For the CEO, the focus is competitive advantage, scalability and long-term business impact. The goal is to avoid endless pilot projects or disconnected experiments that never become organisational capabilities. For the CFO, the key questions are financial: How will AI make business processes faster, more efficient or less expensive? What is the expected return? And what will the total cost ultimately be? For the CHRO, the challenge revolves around people. AI changes roles, required skills and leadership expectations. Employees need to learn how to work confidently with AI, leaders must become comfortable making data-driven decisions, and organisations need to develop entirely new capabilities.

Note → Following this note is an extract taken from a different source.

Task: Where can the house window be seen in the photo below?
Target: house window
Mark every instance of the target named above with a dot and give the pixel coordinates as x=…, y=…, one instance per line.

Without these organisational changes, technology remains exactly that: technology.

3) Transparency is becoming the new success factor

One of the more interesting observations in the De Tijd article concerns organisations making AI consumption visible. This represents an important step forward. After all, you can only manage what you measure. But transparency should extend well beyond token usage. Organisations should also be able to answer questions such as:

  • Where is AI currently being used? Which processes generate measurable business value? Which AI models are appropriate for which use cases? Where do the greatest risks lie? Which business cases justify further investment?

Only when organisations can answer these questions does genuine AI governance begin to emerge.

4) Less technology, more strategy

The article includes an excellent analogy: "You don't necessarily take your Ferrari to drive to the supermarket." The same principle applies to AI. Not every task requires the most powerful or the most expensive model. Yet many employees routinely use advanced AI models for relatively simple activities such as drafting emails, translating documents, summarising reports or performing straightforward analyses.

A well-designed model strategy can significantly reduce AI costs without sacrificing quality. Achieving that requires more than simply monitoring token usage after the fact. It requires governance.

Sustainable AI for process excellence

This is precisely where Select Advisory supports its clients. We do not simply help organisations implement AI. We help them make AI sustainable. Everything starts from one fundamental principle: AI only delivers value when the organisation is ready for it.

That is why we never begin with the technology itself. Instead, we start with the foundations:

  • an AI & Data Readiness Scan;

  • identifying business processes with the greatest value potential;

  • assessing data maturity, governance and ownership;

  • developing robust business cases;

  • supporting organisational change;

  • implementing AI in carefully phased, measurable steps.

This approach helps organisations avoid the classic trap of technology push, where technology advances faster than the organisation's ability to adopt it effectively.

AI only delivers returns when the organisation evolves too

The De Tijd article concludes with three practical recommendations:

  • use AI for the right tasks;

  • use it in the right way;

  • choose the right model.

We fully agree. However, we believe sustainable AI requires a fourth principle: Ensure your organisation is genuinely ready to realise AI's potential. Ultimately, the greatest value does not come from cheaper tokens. It comes from better business processes, better decisions and organisations that no longer see AI as merely another technology project, but as a strategic business transformation.

Conclusion

Rising AI costs cannot simply be solved by selecting cheaper models. They are a clear signal that organisations are entering the next stage of AI maturity. Organisations that want to realise lasting value from AI must look beyond the technology itself and invest in governance, data quality, ownership and organisational change.

At Select Advisory, we believe AI only creates sustainable value when technology, data, processes and people come together within one integrated approach.

The success of AI is not determined by how much AI an organisation uses. It is determined by the quality of the organisation using it. That is the essence of sustainable AI for process excellence.